Big Data is a short phrase that describes a vast mass of stuff, which, in many cases, hasn't yet become information: unedited, unsorted and raw. Big data intrigues me in a way that "information overload" never did. Perhaps this is because dealing with information overload was and still is, central to my work, whereas big data hadn't seemed quite so relevant – until this year.
Data collection devices for enabling personalised medicine and improved patient surveillance represent a huge market which is fast moving towards “pervasive adoption” and these devices are beginning to gain regulatory approval too. In some cases they are no more than just another smart phone app, but all have one thing in common: They are designed to collect huge amounts of data.
Along with the excitement at the potential of these apps and big data gadgets come many concerns, such as privacy versus data sharing, effectively using the data, the need to be selective and data security. I've gathered a few particularly interesting examples of how big data is being used today as well as some of the areas of concern that have arisen and will need to be addressed:
- They are very apparent in the energy sector with the growth of smart meters and connected appliances, which are supposed to lead to the "intelligent home" and, on an even bigger scale, the "smart city". There is much discussion around customer privacy issues. Utility companies will be collecting a huge amount of data on their customers, monitoring their energy usage in real time. This additionally brings issues of how to process, store and archive all this data.
- Anti-virus security firms are beginning to look at using big data analysis to decipher whether traces of activity on a customer's system could be from an infiltrator.

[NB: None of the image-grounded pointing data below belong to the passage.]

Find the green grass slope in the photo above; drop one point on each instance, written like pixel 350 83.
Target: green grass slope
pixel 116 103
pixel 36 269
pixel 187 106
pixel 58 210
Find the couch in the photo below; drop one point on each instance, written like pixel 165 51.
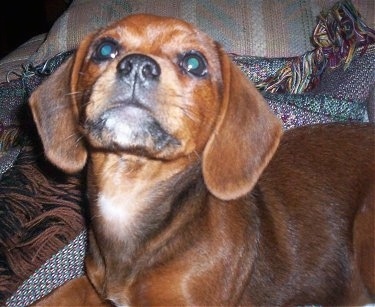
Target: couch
pixel 313 60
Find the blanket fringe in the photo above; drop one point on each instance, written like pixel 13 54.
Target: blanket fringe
pixel 340 32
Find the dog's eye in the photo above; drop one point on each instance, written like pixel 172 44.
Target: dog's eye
pixel 194 63
pixel 106 50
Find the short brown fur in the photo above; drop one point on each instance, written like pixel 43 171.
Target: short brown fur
pixel 196 197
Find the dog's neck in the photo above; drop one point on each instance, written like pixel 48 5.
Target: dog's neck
pixel 134 199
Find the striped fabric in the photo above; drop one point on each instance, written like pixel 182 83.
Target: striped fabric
pixel 268 28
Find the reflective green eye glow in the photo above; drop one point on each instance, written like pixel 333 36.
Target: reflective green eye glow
pixel 106 50
pixel 194 63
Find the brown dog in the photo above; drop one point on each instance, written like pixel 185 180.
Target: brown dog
pixel 193 201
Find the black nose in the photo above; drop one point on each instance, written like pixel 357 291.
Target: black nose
pixel 138 65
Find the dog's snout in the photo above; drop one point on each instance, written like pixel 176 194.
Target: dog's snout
pixel 138 65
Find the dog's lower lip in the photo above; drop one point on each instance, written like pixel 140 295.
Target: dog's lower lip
pixel 130 127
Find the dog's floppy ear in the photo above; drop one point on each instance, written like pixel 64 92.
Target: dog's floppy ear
pixel 245 138
pixel 56 118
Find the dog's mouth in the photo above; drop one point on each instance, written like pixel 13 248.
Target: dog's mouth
pixel 129 128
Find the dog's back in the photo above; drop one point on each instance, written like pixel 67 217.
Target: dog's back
pixel 316 199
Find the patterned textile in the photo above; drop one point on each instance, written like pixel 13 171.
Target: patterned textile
pixel 65 265
pixel 267 28
pixel 42 225
pixel 41 208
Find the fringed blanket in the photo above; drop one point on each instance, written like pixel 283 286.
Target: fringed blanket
pixel 42 224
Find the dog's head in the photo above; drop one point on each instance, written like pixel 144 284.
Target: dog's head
pixel 158 88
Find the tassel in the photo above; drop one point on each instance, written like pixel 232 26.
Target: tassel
pixel 339 34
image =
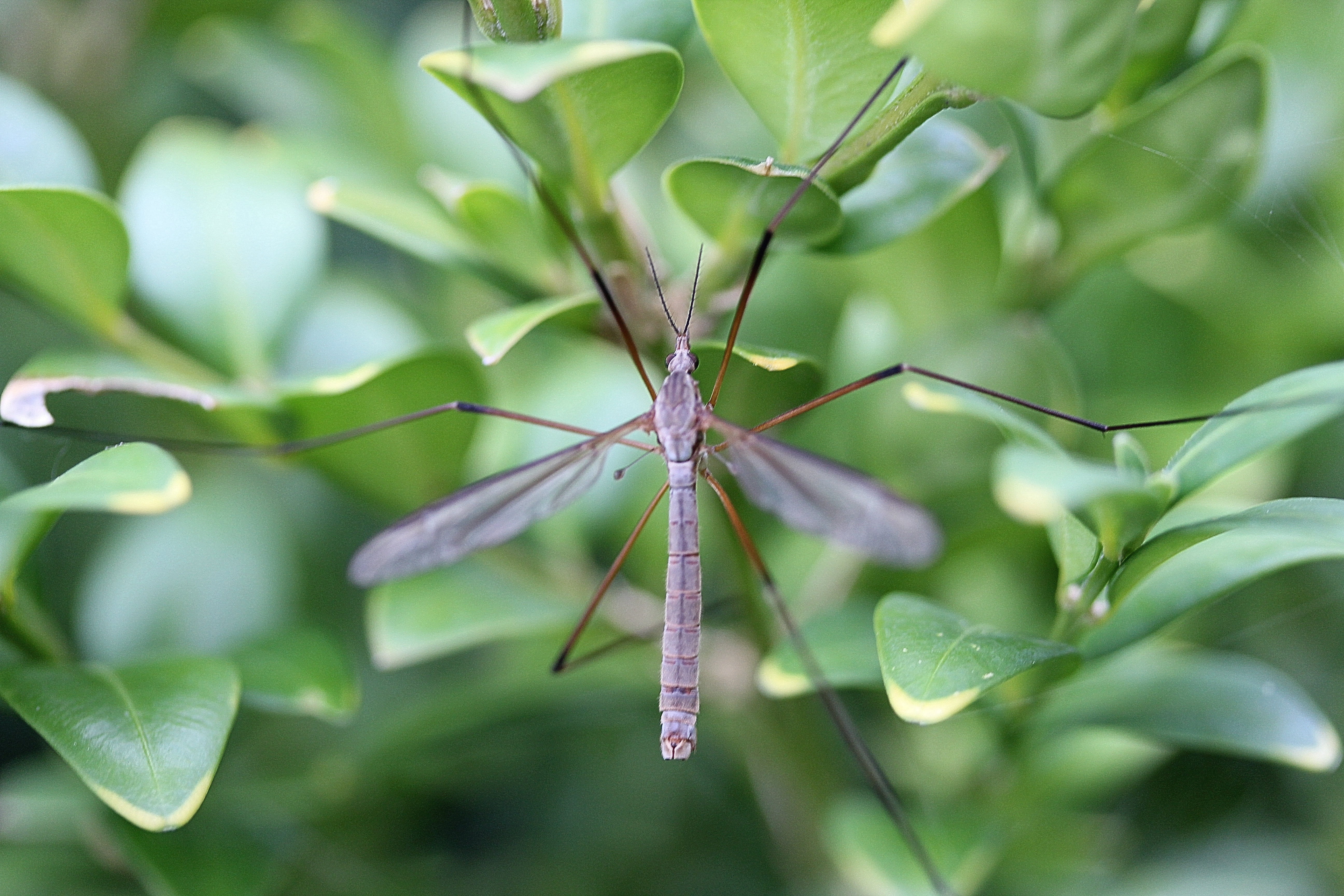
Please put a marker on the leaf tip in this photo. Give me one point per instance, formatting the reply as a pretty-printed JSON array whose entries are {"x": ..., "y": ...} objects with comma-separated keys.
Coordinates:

- In retailing – one of the early adopters of using big data for customer analysis – there is the debate about whether collecting even more customer data and then mining this data to gather trends and behaviours really will provide better information on how we all shop or what we want to buy. Some customer analytics experts question whether more is really always better.
- What about the corporate control of data? Scientists are raising the question of research data being made available. Scientific researchers are used to making the underlying data from their research openly available, but they fear that the vast amount of information being gathered by researchers at companies such as Microsoft and Facebook will be held back instead. The scientific community is concerned that this will prevent proper validation: How can you assess the quality and accuracy of someone's research if you cannot access their research data?
The complexity of big data projects is well-illustrated through the ambitious plans to scan every book, a vision first driven by Google and now being taken up by Harvard University via its Digital Public Library of America (DPLA) project. Technology is not the main issue here. These projects are caught up in the “tangle of legal, commercial and political issues” that surrounds the publishing world and likely the larger universe of big data as well.